It was heartbreaking to watch the murder of George Floyd and equally painful to watch peaceful protests be hijacked by agitators who turned to rioting, violence and looting towards business – many were minority-owned – who were not remotely involved in this tragedy in Minneapolis.
I was moved to see so many individuals from the law enforcement community denounce the behavior in Minneapolis, including President Trump and our country’s top cop Attorney General Bill Barr, who said it was “harrowing to watch and deeply disturbing.”
In Indiana, Indianapolis’ Police Chief Randal Taylor echoed those remarks when he said, “I cannot understand or justify the actions captured on video in Minneapolis,” and numerous police chiefs from across the country who have said officers who don’t have an issue with George Floyd’s arrest should resign and turn in their badges.
For me, ensuring that similar tragedies don’t continue to occur included joining with Sen.

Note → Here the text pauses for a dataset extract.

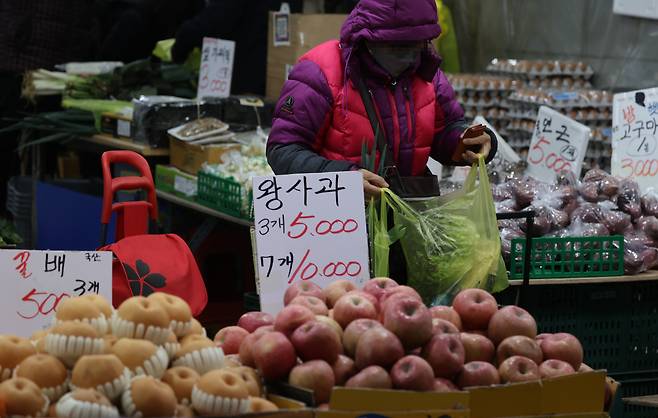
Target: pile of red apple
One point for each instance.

Tim Scott, who has spent his entire life – including days in the U.S. Capitol – where he has faced police scrutiny while driving and walking, to enact meaningful changes to fix our criminal justice disparities.

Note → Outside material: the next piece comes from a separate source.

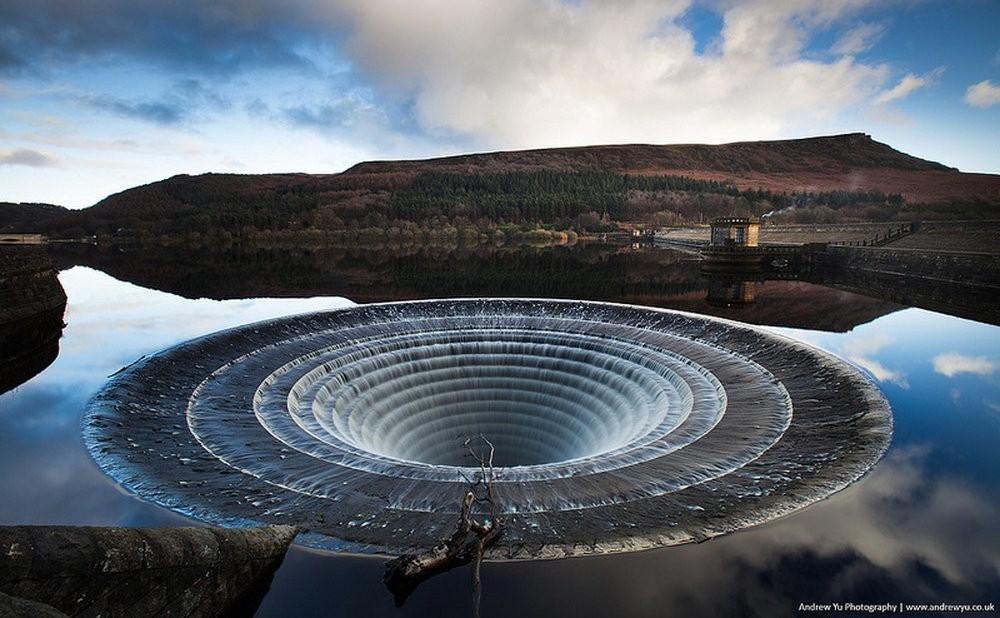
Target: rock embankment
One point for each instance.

Furthermore, I was one of the first senators to support Sen, Scott’s Walter Scott Act – named in honor of a South Carolinian man who was shot during a daytime traffic stop – that would force states to provide reporting on officer-related shooting. Should they fail to comply, states would see a 10 percent reduction in the funding they are eligible to receive from grants administrated from the Department of Justice.
Change is also coming to our communities, as the Indianapolis Police Department announced new policies that would update requirements for police to identify and warn people before using deadly force and clearly defined de-escalation requirements. It would also prohibit officers from firing into or from a moving vehicle and from conducting choke holds, which I strongly support banning.

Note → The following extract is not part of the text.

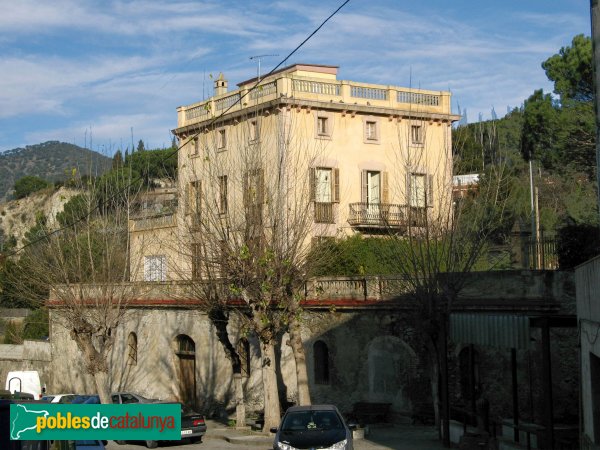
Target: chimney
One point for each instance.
(220, 85)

Our brave law enforcement officials have a very difficult job, as they are entrusted to protect our streets, and these common-sense changes that are coming from individual police departments, not Washington, will hopefully work. Changes must come from the ground up, because the streets of New York City are different than Indianapolis, which are different than small towns like Jasper, Indiana.
While America remains the beacon of hope and opportunity, our country is not perfect, and now is a perfect opportunity to come together to reform police practices for the better, because I firmly believe our greatest days as a country are before us, not behind us and remind myself of Psalm 34:14 that says, “Turn away from evil and do good; seek peace and pursue it.”
Braun, a Republican from Jasper, represents Indiana in the U.S. Senate.